We are bombarded with this message from all angles. The constant stream of adverts for diet and weight-loss products, almost exclusively aimed at women, serve as a constant reminder that no matter how comfortable we are with our weight or the amount that we eat, we could always be thinner. The prevalence of ideas that can be summed up by Kate Moss’s famous quote ‘nothing tastes as good as skinny feels’ hit this home: eating is not attractive, we should not be seen to eat. Society insists that we are always ashamed by how much we eat, and every woman’s magazine in print recommends a multitude of diets to fix us.
Of course WWEOT fits into this. It has made it a trend to photograph women for the simple reason that they are eating. How many women now feel comfortable eating on the tube, with the knowledge that at any moment someone might take a photograph of them and upload it to the Internet? I know I don’t. Many of us never did anyway, either because of the aforementioned constant societal pressure or perhaps because of an eating disorder; if you feel that you should not be eating or that it is bad to eat, doing so when you know people are watching is incredibly difficult. The idea that someone may now make it so that 20,000 more people on the Internet can see you, and are laughing, makes that so, so much worse.
Presumably, though, the thoughts and feelings of the women in the photographs don’t matter. It doesn’t matter that we might not want pictures of us eating, taken without our consent, splashed all over the Internet so that people can laugh. It doesn’t matter that we have to deal with the threat and prospect of physical, verbal and sexual harassment every single time we venture into public spaces, and that being photographed and shamed online simply for eating is definitely an extension of this. In the world in which WWEOT can exist and not be considered bullying or misogyny, women’s bodies are public property and their existence can be used for entertainment.

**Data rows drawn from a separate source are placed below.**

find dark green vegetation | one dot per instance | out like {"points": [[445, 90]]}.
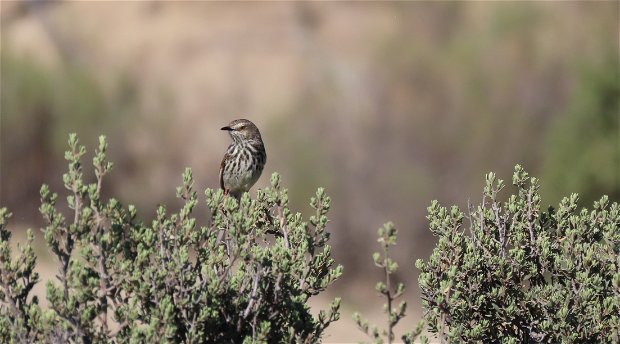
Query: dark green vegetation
{"points": [[513, 272], [245, 277], [504, 271]]}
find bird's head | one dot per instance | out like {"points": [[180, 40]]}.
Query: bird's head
{"points": [[243, 130]]}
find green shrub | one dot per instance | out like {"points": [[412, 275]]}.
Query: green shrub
{"points": [[391, 292], [246, 276], [509, 272]]}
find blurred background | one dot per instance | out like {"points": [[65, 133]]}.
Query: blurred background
{"points": [[388, 105]]}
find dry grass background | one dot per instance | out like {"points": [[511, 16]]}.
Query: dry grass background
{"points": [[387, 104]]}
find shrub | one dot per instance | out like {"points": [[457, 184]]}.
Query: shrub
{"points": [[509, 272], [246, 276], [387, 238]]}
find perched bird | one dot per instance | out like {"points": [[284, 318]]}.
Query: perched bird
{"points": [[244, 160]]}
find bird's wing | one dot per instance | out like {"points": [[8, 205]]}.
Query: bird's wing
{"points": [[222, 166]]}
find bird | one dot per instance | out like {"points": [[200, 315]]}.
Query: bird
{"points": [[244, 160]]}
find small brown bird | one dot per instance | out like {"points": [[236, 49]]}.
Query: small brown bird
{"points": [[244, 160]]}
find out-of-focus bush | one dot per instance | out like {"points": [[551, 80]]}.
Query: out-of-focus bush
{"points": [[583, 153]]}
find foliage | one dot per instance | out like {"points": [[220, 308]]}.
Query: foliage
{"points": [[246, 276], [516, 274], [387, 238]]}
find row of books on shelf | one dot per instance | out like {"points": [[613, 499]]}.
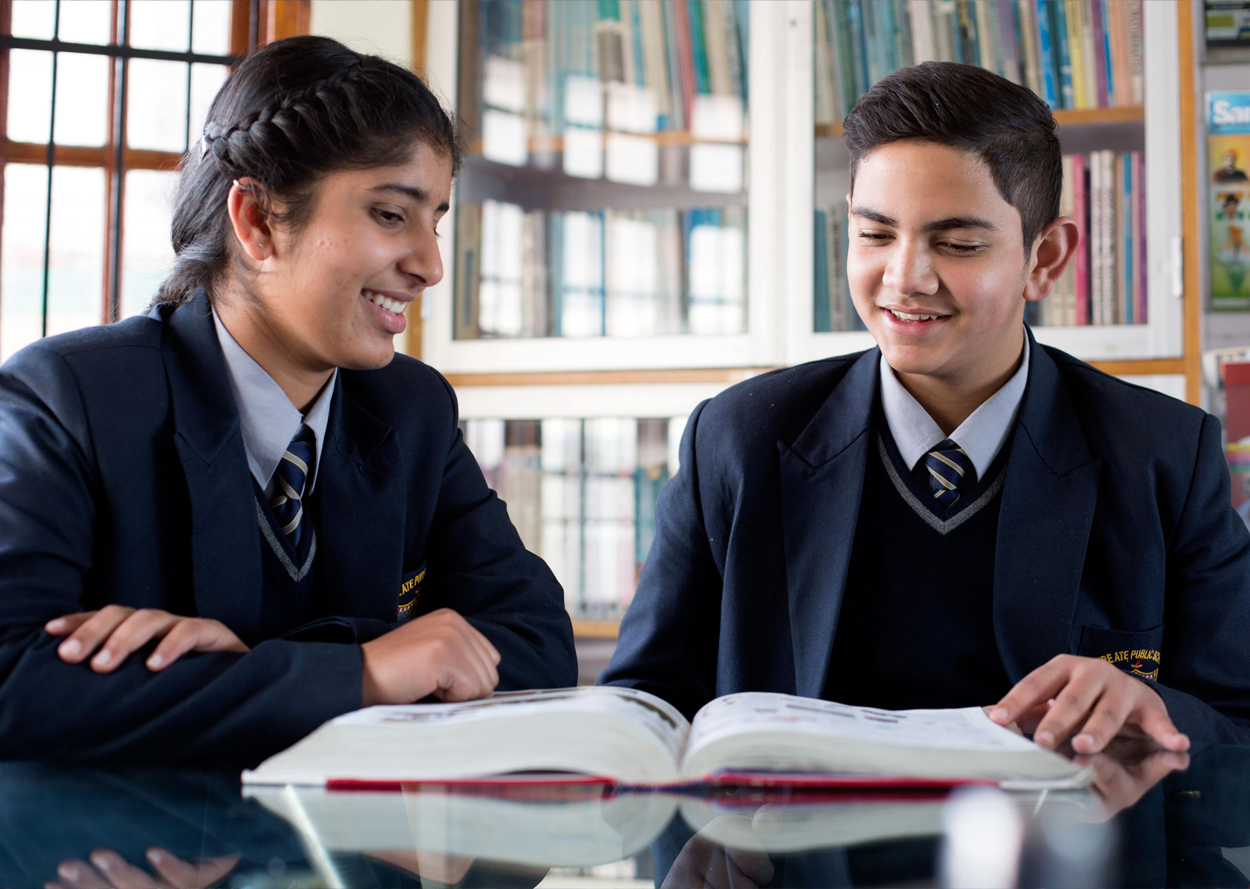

But no, I don’t want there to be a Men Who Eat on the Tube. I want people to stop shaming people for eating, and for the food that they eat, and I want everyone to be able to make a journey on public transport without being turned into an Internet spectacle.
As it is though, WWEOT is undoubtedly woman-hating. Those who participate in it are happy to force women to go hungry, and to shame them when they dare choose not to. It tells women to take up as little space as possible, and not to perform the same functions as men, at least unless they don’t want their photograph taken. As if the world wasn’t already uninhabitable for women.